Read-side cachingCache hot keys at a Redis tier in front.Doesn’t help writes; helps reads.
Tiered readsRead replicas or CDN for read-heavy hot keys.Same — read-side only.

Key salting is the most common answer at interview scale. The merge cost on the read side (scanning N sub-partitions and combining) is usually acceptable; the win on the write side is enormous.

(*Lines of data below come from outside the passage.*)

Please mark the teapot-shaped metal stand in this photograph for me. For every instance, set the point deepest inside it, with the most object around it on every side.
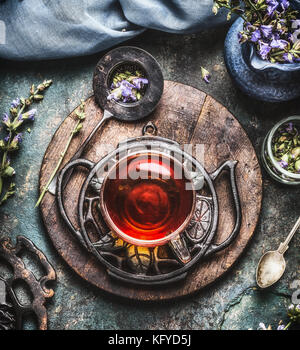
(150, 265)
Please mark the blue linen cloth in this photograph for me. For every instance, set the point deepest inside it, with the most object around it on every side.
(50, 29)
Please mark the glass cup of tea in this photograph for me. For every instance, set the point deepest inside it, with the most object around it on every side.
(148, 200)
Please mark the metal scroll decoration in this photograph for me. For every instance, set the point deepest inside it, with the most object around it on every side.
(12, 311)
(143, 265)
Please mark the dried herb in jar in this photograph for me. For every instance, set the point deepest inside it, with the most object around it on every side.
(286, 148)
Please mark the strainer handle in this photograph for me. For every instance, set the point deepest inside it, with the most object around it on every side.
(60, 190)
(231, 166)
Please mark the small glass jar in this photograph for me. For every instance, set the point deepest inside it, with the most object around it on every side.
(270, 163)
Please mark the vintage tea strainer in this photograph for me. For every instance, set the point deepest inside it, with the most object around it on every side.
(169, 260)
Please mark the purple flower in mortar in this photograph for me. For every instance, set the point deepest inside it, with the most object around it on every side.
(284, 4)
(18, 138)
(272, 6)
(29, 115)
(205, 75)
(6, 119)
(283, 164)
(6, 139)
(266, 30)
(288, 57)
(15, 103)
(278, 44)
(256, 35)
(264, 50)
(140, 82)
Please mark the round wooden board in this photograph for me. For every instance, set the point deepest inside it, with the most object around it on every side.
(188, 116)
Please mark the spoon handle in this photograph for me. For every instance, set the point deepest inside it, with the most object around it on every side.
(52, 187)
(285, 245)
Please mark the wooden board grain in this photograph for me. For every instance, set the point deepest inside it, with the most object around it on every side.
(186, 115)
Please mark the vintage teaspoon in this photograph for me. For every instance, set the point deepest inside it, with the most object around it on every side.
(272, 264)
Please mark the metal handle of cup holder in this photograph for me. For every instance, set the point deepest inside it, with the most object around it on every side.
(231, 166)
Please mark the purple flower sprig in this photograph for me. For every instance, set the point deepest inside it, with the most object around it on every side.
(127, 87)
(293, 313)
(270, 25)
(19, 113)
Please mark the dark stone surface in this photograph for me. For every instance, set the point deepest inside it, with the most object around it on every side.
(230, 303)
(271, 82)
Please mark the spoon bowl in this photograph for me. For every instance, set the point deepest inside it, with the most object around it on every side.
(270, 268)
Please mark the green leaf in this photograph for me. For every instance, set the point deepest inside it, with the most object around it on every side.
(8, 171)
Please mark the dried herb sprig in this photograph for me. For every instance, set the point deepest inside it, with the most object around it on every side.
(286, 148)
(12, 122)
(78, 126)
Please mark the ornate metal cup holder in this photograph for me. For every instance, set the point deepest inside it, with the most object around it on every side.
(12, 310)
(142, 265)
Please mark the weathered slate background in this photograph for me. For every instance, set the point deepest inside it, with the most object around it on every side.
(229, 304)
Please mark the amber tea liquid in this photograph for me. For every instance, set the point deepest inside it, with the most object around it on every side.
(145, 199)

Secondary indexes and denormalization

NoSQL secondary indexes exist but have significant caveats:

  • Cassandra secondary indexes scan all partitions and don’t scale. Use materialized views or a separate table keyed differently instead.
  • DynamoDB GSIs (global secondary indexes) are separate tables that replicate asynchronously. Eventual consistency, extra cost.
  • The general rule: if you need to query by a non-partition-key field, maintain a separate table keyed by that field. Write to both. This is denormalization, and it’s the correct pattern in NoSQL.

Consistency

Most NoSQL systems are tunable: you pick the consistency level per operation. Dynamo-style systems use quorum configuration (R + W > N for strong consistency where R = read replicas contacted, W = write replicas required, N = total replicas). The PACELC framing — during partition, Availability or Consistency; else, Latency or Consistency — is the frame most NoSQL stores fit into.

When to pick what

  • Default for transactional data: SQL (Postgres).
  • Default for high-volume KV lookup: DynamoDB or Cassandra.
  • Event logs, clicks, time-series writes: Cassandra, with partition-key design informed by the dominant read pattern.
  • Search and faceting: Elasticsearch alongside your primary store.
  • Analytics and dashboards: a columnar OLAP store (ClickHouse, Druid, Snowflake) fed from the primary store.
  • In interviews: name the partition key and the query it serves. Name one hot-key risk and one mitigation. That’s the full signal.